Thanks for the info Scottie. I'm too stubborn to walk away from my spot by the pier because it has been so productive but I guess I've got to explore someday. Do you have an opinion as to which side of the pass to fish on?


----------



## Scottie531 (Aug 7, 2011)

Well, I'm certainly no expert fisherman... I would probably fall short of even saying i'm a good one, too. haha But for the most part I've fished the gulf side and caught reds, specks, and that one flounder this past weekend. 

I really haven't done much of any fishing on the lagoon side. The only people I've seen fishing the lagoon side have been in boats. The dredging that they're doing right now has kind of mucked up the wade fishing on the lagoon side. It is fairly shallow, though, but it's a fairly far distance from the beach so I never gave it a shot. 

So I guess I would recommend the gulf side. Bait fish aren't too hard to come by, especially with an outgoing tide. I had no trouble finding a few little schools of finger mullet, and an occasional school of little pinfish in the shallower water close to shore and right along the wall of the pass leading into the gulf. So if ya like catching your own bait, shouldn't be too much of a problem!

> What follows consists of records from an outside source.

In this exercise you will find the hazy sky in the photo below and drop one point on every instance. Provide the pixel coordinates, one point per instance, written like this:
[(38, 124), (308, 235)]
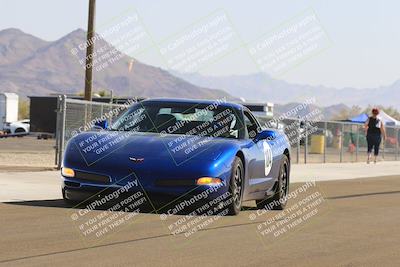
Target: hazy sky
[(365, 35)]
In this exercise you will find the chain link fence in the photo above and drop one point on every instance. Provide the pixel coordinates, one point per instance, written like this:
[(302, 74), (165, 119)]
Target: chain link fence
[(333, 142), (75, 116), (311, 141)]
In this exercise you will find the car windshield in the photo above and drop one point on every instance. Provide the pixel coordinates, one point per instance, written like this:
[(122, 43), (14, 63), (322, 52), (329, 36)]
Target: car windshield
[(180, 118)]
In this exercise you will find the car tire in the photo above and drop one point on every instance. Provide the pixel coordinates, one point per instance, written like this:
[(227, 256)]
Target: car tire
[(279, 199), (236, 187)]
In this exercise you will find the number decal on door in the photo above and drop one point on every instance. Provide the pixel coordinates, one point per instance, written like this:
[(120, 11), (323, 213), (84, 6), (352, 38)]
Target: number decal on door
[(267, 157)]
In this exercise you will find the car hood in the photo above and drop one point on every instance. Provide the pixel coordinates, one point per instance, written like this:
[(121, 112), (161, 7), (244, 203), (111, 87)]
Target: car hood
[(105, 146)]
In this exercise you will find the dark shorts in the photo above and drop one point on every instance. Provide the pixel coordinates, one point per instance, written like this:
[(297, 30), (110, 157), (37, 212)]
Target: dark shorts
[(374, 141)]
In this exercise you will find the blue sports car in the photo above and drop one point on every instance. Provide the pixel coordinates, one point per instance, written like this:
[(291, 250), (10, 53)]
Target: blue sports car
[(180, 152)]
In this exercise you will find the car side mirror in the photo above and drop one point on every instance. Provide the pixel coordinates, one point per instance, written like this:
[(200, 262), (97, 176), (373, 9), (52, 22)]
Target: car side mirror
[(265, 135), (101, 125)]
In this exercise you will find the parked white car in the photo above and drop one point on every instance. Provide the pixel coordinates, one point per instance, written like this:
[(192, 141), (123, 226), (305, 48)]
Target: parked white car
[(21, 126)]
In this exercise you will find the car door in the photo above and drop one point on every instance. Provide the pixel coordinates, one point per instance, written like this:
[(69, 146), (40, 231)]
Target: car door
[(259, 155)]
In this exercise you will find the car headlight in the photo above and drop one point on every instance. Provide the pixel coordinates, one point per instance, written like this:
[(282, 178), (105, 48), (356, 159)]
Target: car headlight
[(208, 181), (67, 172)]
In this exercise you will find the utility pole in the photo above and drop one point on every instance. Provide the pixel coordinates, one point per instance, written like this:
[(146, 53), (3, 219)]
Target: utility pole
[(89, 51)]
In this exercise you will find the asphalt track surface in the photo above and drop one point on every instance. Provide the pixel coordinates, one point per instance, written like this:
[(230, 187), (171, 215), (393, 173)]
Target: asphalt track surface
[(356, 224)]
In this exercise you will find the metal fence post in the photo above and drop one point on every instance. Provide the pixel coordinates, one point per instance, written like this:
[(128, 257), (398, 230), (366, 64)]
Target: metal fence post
[(325, 139), (341, 143), (397, 144), (58, 120), (61, 135), (305, 141), (298, 143), (357, 142)]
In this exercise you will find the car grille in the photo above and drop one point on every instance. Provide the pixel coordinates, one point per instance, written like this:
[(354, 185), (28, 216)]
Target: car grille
[(175, 182), (92, 177)]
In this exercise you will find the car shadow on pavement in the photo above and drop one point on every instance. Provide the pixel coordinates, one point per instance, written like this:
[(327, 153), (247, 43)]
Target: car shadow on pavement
[(60, 203)]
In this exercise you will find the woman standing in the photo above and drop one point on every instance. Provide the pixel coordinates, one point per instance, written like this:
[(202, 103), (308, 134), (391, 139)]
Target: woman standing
[(375, 130)]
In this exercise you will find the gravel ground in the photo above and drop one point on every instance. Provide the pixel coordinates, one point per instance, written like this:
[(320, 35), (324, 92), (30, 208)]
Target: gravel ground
[(26, 153)]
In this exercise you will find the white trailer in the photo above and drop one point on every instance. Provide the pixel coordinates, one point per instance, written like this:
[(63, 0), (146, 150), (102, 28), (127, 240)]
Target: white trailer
[(8, 108)]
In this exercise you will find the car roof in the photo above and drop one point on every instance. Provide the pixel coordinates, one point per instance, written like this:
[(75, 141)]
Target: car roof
[(220, 102)]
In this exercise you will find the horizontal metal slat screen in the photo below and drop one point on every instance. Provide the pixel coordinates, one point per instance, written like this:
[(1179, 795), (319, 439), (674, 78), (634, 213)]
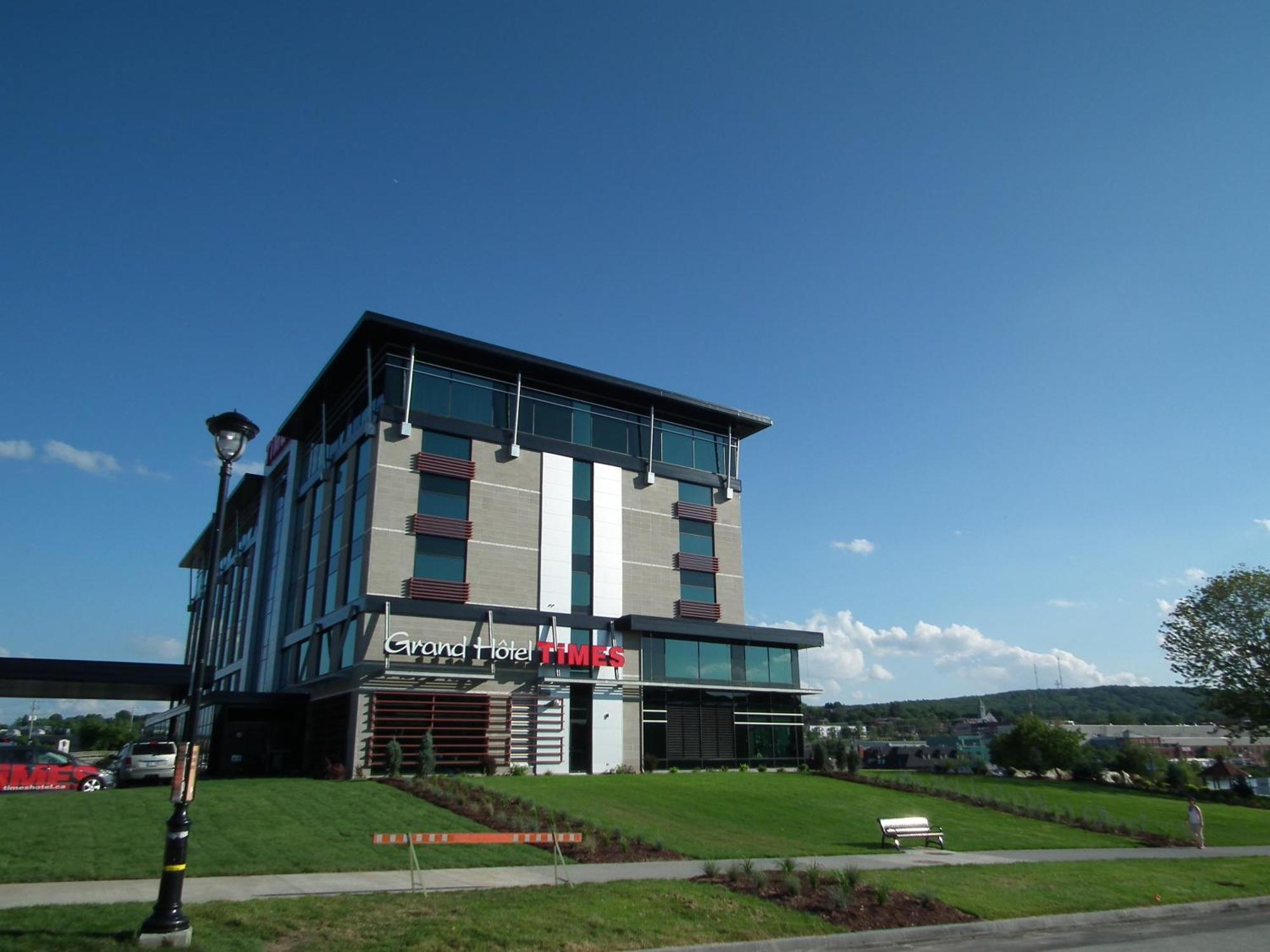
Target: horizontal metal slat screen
[(692, 511), (445, 466), (441, 526), (695, 563), (435, 591), (705, 611)]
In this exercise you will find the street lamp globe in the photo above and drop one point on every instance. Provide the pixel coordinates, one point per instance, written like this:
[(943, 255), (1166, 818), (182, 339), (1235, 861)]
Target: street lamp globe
[(233, 432)]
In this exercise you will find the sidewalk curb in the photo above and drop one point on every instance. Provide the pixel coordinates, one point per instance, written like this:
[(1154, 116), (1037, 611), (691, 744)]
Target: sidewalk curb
[(924, 935)]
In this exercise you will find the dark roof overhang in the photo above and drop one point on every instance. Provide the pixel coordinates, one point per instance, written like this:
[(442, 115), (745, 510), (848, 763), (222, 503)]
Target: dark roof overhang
[(125, 681), (719, 631), (244, 497), (377, 331)]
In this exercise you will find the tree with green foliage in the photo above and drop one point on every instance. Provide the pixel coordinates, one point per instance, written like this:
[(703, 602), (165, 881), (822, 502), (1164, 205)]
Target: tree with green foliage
[(427, 757), (1034, 746), (393, 756), (1219, 639)]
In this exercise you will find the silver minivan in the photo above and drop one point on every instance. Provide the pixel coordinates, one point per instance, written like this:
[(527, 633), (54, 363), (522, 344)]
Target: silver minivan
[(145, 761)]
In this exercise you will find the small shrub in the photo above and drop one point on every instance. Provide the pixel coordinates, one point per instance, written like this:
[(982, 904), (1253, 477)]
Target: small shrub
[(849, 878), (815, 875)]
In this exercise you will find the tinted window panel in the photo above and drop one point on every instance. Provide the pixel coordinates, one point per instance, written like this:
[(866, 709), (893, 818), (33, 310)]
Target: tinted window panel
[(681, 661), (446, 445), (716, 662), (695, 494), (756, 664), (444, 496)]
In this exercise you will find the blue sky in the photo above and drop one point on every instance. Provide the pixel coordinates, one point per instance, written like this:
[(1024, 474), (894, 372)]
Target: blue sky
[(998, 272)]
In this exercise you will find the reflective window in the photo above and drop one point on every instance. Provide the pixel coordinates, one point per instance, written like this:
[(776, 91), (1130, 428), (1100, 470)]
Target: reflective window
[(441, 559), (697, 538), (681, 661), (716, 661), (756, 664), (782, 666), (444, 496), (697, 494), (697, 587)]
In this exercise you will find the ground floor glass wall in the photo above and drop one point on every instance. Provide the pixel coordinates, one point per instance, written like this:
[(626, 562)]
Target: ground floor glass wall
[(688, 728)]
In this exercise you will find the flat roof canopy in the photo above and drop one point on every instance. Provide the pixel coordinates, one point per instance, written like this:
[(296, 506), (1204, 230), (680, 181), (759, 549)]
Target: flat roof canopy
[(123, 681)]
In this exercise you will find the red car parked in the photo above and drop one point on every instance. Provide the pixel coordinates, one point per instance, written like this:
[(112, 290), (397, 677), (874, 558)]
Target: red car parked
[(36, 769)]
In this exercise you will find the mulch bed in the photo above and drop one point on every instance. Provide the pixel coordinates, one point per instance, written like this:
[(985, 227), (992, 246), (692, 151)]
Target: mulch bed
[(855, 911), (510, 816), (1149, 838)]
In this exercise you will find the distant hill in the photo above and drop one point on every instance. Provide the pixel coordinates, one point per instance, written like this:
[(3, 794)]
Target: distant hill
[(1104, 705)]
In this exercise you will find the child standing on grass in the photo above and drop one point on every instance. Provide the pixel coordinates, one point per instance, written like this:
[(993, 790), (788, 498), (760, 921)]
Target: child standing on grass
[(1197, 822)]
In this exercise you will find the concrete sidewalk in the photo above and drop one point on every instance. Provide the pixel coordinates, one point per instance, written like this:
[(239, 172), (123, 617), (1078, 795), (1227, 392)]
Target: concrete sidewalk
[(208, 889)]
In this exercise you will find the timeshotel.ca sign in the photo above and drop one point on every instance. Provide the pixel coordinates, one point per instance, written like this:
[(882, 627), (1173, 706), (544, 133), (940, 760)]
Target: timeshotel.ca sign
[(401, 643)]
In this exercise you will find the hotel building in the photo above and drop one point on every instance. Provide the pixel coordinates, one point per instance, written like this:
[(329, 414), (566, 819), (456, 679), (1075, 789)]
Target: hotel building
[(539, 564)]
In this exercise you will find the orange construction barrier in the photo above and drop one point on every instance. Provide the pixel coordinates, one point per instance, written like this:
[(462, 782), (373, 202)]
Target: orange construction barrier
[(426, 840)]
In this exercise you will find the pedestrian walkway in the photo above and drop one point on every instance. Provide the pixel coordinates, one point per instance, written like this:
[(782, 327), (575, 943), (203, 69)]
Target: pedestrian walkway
[(208, 889)]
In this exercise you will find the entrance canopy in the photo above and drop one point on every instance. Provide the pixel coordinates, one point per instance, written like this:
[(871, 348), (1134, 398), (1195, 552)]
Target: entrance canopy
[(59, 678)]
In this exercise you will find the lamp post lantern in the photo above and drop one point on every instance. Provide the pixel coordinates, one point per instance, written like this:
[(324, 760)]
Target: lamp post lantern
[(168, 926)]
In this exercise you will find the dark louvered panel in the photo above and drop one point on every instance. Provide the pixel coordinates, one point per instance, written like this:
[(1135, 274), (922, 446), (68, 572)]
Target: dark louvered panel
[(694, 563), (692, 511), (684, 733), (436, 591), (441, 526), (705, 611), (445, 466), (718, 733)]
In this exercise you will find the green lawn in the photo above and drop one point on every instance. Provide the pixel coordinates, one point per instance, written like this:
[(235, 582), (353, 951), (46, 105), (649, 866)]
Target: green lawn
[(610, 917), (239, 827), (1224, 826), (1050, 889), (725, 816)]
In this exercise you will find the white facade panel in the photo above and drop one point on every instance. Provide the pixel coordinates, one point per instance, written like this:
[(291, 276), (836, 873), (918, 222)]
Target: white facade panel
[(556, 545), (606, 729), (608, 541)]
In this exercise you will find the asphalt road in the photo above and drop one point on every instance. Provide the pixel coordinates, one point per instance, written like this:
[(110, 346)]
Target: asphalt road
[(1243, 930)]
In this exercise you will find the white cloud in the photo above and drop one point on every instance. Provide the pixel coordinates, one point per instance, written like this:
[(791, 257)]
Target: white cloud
[(16, 450), (91, 461), (159, 649), (852, 647), (860, 546)]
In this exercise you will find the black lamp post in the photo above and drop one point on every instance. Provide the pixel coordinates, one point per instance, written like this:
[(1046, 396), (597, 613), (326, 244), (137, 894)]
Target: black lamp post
[(168, 925)]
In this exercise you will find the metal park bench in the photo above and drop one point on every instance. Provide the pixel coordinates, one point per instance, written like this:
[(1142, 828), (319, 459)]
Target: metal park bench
[(434, 840), (899, 828)]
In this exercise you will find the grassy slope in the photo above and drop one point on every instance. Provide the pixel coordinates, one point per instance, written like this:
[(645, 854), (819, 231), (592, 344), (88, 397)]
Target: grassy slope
[(1224, 826), (612, 917), (238, 827), (775, 814), (1050, 889)]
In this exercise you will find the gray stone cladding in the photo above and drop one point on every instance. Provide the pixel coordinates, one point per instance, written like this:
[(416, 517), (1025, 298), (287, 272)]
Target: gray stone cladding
[(505, 510), (651, 538)]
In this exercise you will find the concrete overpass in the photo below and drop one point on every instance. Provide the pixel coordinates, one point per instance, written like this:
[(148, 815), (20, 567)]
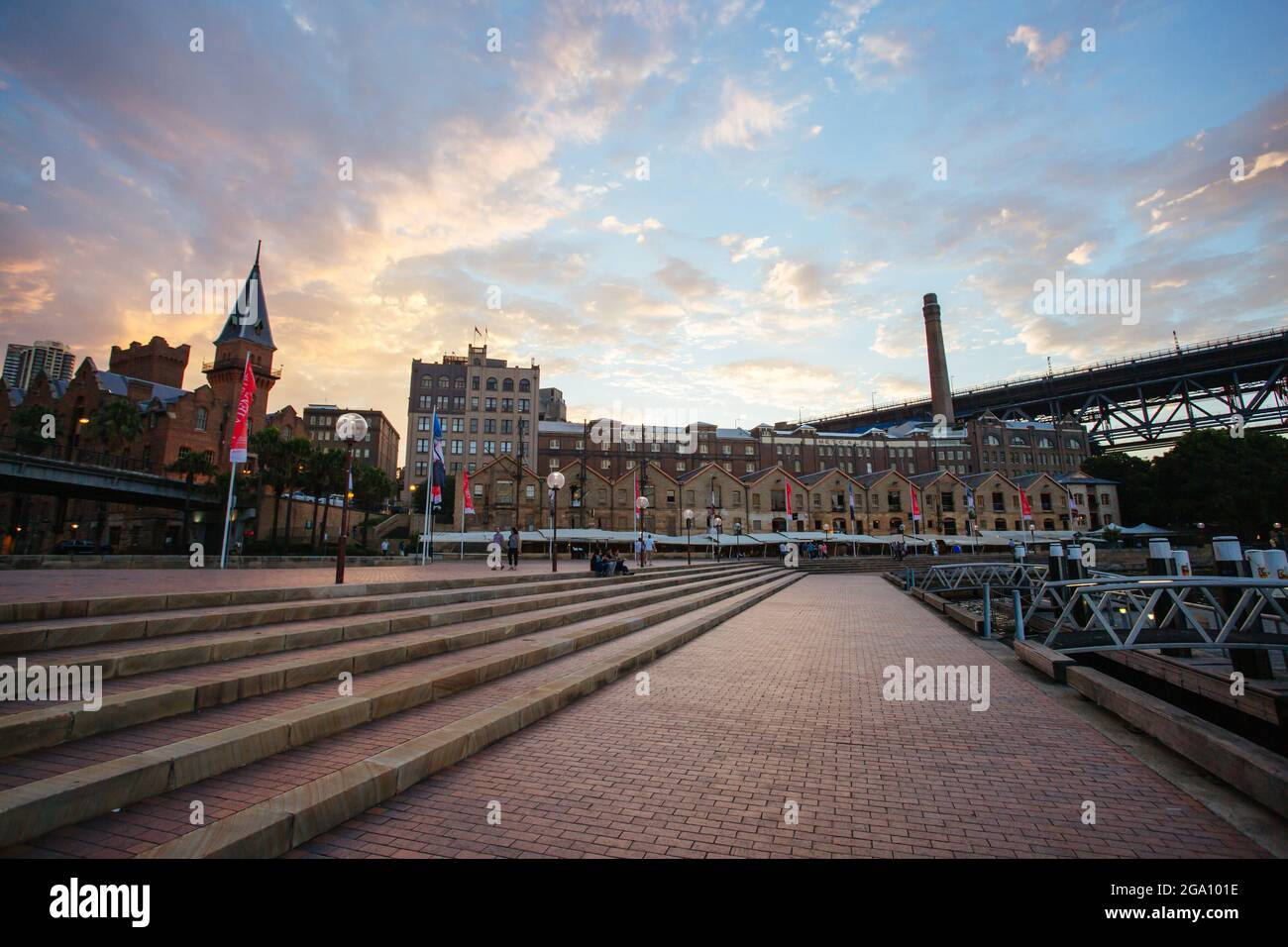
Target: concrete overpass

And as far as lures go, I've had luck bouncing a soft plastic on a 1/2 oz jighead for both specs and flounder. Haven't had much luck on topwater. I've caught a few blues, skipjack and the one speck using a popping cork with a live shrimp or baitfish. For the slot reds, I've used a carolina rig with a 3/4 oz egg weight and live shrimp or baitfish.

Long post, I know. Hope i've at least helped ya a little bit. Wish you the best of luck! I can just about guarantee you'll at least catching something fishing the pass.


----------



## pompanostradamus (Oct 17, 2007)

Thanks for all the detailed info. I'm going to try it out this morning. I'll probably post the results, good or bad.


----------



## Surfcaster (Jul 22, 2011)

Hey guys...nice post here. I too am a landlocked angler....i have never fished the gulf side. Would the east or west side of the pass be better? I have done a good amount of Wade fishing on the lagoon side. Popping corks and any new penny colored gulp will produce nice specks. Just Wade around and work the holes, in fact, about four weeks ago, i caught a speck on a free lined small shrimp. Got the fish to me and he bit through the line (8 lb test) after i had one hand on him. It was the biggest that i have ever seen, and made me look up the state record when i returned. Had i actually landed the fish and not watched him swim away ever so slowly, it would have easily given the record a run. All i got was a slap on the back from the catch bag that my wife was holding...lol!
Anyways...plenty of rat reds and the occasional slot, and many many whiting also. I normally catch a net or two full of finger mullet and work them on a jig head hooked through the mouth which produces many smaller legal flounder. Haven't run across any doormats as of yet. I have my wife hooked on fishing after the last couple of months......but i am dying to get her to experience the fight of a bull red. Any one that could point me into a probable spot i would greatly appreciate it!

Tight lines!


----------